En lieu et place d’une « taxe holding » vidée de son sens par de très nombreuses exemptions, cet amendement instaure une taxation spécifique des profits qui échappent à l’impôt sur le revenu grâce au recours à des sociétés « holdings » permettant de les y soustraire. Sur la base des comptes nationaux, le rendement de cet impôt est estimé à plus de 4 Md€ par an et ce sans impact négatif sur le tissu entrepreneurial réellement productif de notre pays.
Un consensus existe sur l’actuelle rupture d’égalité devant l’impôt, dans la mesure où les ultra-riches s’acquittent de taux effectifs d’imposition significativement inférieurs aux classes moyennes (moins de 30 % pour les milliardaires contre plus de 50 % pour les classes moyennes).

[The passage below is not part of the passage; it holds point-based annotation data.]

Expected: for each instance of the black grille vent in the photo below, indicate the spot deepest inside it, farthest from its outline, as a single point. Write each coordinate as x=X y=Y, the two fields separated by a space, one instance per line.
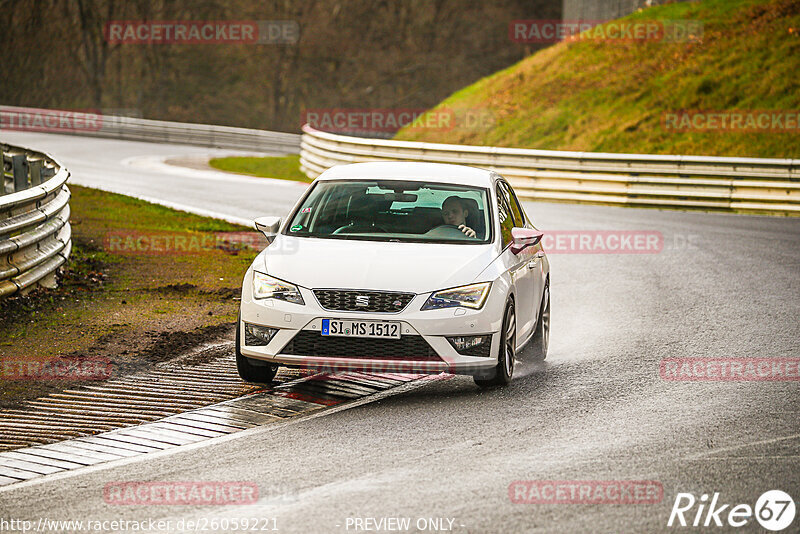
x=366 y=301
x=308 y=343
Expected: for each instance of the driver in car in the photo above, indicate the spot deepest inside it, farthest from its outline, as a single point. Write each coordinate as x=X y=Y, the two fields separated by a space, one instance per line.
x=455 y=213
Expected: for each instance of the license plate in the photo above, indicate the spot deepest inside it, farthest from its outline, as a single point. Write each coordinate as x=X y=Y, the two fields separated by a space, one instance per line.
x=378 y=329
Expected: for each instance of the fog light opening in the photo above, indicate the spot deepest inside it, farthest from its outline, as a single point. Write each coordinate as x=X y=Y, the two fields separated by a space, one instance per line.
x=255 y=335
x=471 y=345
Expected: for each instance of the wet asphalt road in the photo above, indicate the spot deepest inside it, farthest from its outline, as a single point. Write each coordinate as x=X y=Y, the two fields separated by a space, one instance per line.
x=597 y=409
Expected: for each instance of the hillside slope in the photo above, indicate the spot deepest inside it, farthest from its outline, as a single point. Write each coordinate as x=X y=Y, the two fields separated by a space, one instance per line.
x=613 y=96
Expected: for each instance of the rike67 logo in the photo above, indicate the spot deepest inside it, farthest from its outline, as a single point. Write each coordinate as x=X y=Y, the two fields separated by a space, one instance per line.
x=774 y=511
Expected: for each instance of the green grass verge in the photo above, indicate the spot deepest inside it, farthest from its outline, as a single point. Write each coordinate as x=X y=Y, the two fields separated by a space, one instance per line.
x=287 y=167
x=612 y=96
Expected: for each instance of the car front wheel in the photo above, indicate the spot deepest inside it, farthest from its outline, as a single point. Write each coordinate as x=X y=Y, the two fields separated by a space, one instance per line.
x=505 y=361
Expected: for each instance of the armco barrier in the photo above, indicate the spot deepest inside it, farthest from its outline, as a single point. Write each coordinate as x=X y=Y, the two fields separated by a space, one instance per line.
x=747 y=185
x=35 y=237
x=135 y=129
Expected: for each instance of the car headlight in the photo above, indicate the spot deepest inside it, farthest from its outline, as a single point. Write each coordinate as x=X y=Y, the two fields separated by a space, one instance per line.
x=471 y=296
x=267 y=287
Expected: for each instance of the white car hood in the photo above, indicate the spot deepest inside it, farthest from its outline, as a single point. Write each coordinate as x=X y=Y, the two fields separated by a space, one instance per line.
x=338 y=263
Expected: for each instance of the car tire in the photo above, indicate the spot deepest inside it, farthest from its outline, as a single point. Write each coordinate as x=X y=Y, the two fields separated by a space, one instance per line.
x=541 y=337
x=501 y=375
x=252 y=370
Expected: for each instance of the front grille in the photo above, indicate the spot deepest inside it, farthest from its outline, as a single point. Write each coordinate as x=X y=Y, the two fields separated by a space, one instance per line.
x=366 y=301
x=308 y=343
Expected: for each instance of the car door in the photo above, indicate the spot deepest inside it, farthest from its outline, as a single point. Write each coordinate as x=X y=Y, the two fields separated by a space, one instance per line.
x=509 y=216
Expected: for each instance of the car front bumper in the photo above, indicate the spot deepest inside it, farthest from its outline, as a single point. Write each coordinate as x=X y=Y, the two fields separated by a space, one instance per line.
x=433 y=326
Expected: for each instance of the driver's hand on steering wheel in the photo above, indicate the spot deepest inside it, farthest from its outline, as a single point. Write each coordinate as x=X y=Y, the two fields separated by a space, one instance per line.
x=469 y=232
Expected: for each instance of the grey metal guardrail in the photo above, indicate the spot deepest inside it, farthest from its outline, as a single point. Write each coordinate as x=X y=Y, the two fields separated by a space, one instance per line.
x=747 y=185
x=97 y=124
x=35 y=235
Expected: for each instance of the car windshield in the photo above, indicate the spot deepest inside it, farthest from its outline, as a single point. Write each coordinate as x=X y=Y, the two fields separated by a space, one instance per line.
x=396 y=210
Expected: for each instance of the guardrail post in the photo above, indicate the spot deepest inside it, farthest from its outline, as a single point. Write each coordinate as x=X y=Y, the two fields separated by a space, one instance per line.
x=19 y=166
x=36 y=172
x=2 y=173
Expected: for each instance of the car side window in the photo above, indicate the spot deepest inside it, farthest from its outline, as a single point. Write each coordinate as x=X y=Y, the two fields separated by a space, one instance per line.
x=505 y=216
x=516 y=207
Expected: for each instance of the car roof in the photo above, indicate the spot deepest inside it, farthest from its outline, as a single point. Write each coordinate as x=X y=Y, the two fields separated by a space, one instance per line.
x=413 y=171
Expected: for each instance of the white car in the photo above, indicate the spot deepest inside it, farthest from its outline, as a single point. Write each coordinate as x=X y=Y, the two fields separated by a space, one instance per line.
x=378 y=269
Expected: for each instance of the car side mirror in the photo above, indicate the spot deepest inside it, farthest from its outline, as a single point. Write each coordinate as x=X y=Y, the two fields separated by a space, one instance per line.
x=268 y=226
x=522 y=238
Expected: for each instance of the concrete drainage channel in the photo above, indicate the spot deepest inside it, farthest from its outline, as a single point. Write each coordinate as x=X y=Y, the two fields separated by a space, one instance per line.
x=177 y=403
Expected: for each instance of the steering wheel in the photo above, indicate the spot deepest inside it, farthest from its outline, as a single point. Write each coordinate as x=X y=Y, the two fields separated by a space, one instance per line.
x=355 y=228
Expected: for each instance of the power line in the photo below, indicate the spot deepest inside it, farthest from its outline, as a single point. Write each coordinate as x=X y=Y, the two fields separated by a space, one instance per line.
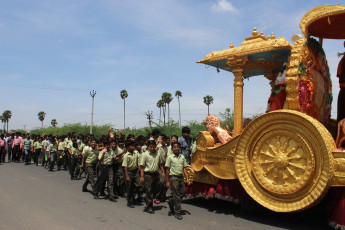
x=42 y=87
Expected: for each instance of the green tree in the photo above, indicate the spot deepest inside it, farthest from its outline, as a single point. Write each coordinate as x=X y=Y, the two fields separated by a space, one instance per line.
x=160 y=105
x=41 y=115
x=124 y=95
x=7 y=114
x=178 y=94
x=2 y=119
x=166 y=98
x=208 y=100
x=227 y=118
x=53 y=123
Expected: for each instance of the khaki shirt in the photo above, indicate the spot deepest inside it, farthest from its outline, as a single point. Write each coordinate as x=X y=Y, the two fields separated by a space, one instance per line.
x=176 y=164
x=118 y=151
x=130 y=161
x=108 y=157
x=139 y=155
x=144 y=148
x=90 y=155
x=163 y=151
x=74 y=152
x=61 y=146
x=38 y=145
x=150 y=161
x=52 y=147
x=81 y=146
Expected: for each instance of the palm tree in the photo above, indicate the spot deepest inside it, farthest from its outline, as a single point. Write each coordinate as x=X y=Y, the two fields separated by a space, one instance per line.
x=7 y=114
x=160 y=105
x=53 y=123
x=178 y=94
x=166 y=98
x=208 y=100
x=41 y=116
x=2 y=119
x=124 y=95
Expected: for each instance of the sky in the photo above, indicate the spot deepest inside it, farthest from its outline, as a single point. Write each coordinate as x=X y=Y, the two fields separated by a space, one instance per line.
x=53 y=53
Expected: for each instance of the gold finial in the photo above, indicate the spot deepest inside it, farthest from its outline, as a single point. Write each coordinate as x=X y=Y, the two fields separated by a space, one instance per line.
x=273 y=36
x=255 y=32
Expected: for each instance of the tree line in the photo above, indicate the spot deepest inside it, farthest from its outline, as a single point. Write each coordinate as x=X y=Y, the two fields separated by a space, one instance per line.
x=163 y=104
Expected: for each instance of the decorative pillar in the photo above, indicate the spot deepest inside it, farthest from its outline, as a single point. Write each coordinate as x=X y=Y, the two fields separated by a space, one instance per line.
x=238 y=101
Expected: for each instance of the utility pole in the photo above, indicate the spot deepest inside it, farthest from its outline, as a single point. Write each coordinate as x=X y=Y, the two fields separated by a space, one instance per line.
x=93 y=94
x=149 y=117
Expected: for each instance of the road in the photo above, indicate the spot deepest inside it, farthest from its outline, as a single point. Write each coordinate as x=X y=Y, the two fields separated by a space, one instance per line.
x=33 y=198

Le principal dispositif de contournement de l’impôt est relativement simple et est généralement connu sous le nom de holding. La holding consiste pour un individu fortuné (une personne physique), à détenir une entreprise dite « holding ». Cette holding (personne morale) détient elle le patrimoine de l’individu (actions d’entreprises, immobilier, brevets, droits d’auteurs, etc.). Les revenus de cette holding sont donc principalement des revenus « passifs » comme des dividendes, des loyers, des redevances, etc.
Cette holding s’acquitte donc d’impôts sur les sociétés, mais ne verse à son détenteur (la personne physique) aucun ou très peu de dividendes, permettant donc d’éviter l’impôt sur le revenu (généralement le prélèvement forfaitaire unique) dont doit s’acquitter le commun des mortels (salariés, retraités, petits porteurs, etc.).
Ce mécanisme permet donc à l’individu fortuné de « piloter » à sa guise son revenu imposable, et donc d’en réduire largement l’assiette. L’individu ne paye en effet l’impôt sur le revenu que le jour où il se verse les dividendes… potentiellement jamais dans de nombreux cas où la holding est simplement transmise aux héritiers (grâce généralement à un pacte Dutreil dont une réforme s’impose également de par ailleurs).
Dès lors, afin d’éviter ce mécanisme de perpétuel report de l’impôt par cette manipulation du revenu imposable, il est proposé par cet amendement que les holdings s’acquittent d’un impôt spécifique portant sur le résultat non distribué aux actionnaires sous forme de dividende. Le montant de cet impôt est fixé à 20 %, équivalent à deux tiers du montant du prélèvement forfaitaire unique.
Ce dispositif n’affecte pas les détenteurs d’une entreprise réellement productive, dans la mesure où il est calibré pour s’appliquer exclusivement aux entreprises dont les revenus sont à plus de 60 % des revenus dit « passifs », c’est-à-dire :
– Dividendes
– Loyers
– Droits d’auteurs
– Etc.
Ce mécanisme est analogue sur son fonctionnement et sur le taux au dispositif dit « Personal holding company tax » existant dans l’internal revenu code américain (26 U.S. code § 541).
Cet amendement permet donc en substance de remédier à l’utilisation des holdings pour la réduction de l’assiette de l’impôt sur le revenu sans avoir aucun impact négatif sur le tissu productif de notre pays.
Le dispositif est complémentaire au dispositif dit « Taxe Zucman ». En effet, il inciterait les actionnaires de holdings à distribuer sous forme de dividendes les profits réalisés. Ce faisant, les actionnaires s’acquitteraient du prélèvement forfaitaire unique, impôt par construction déduit du montant de l’impôt à acquitter pour la « taxe Zucman.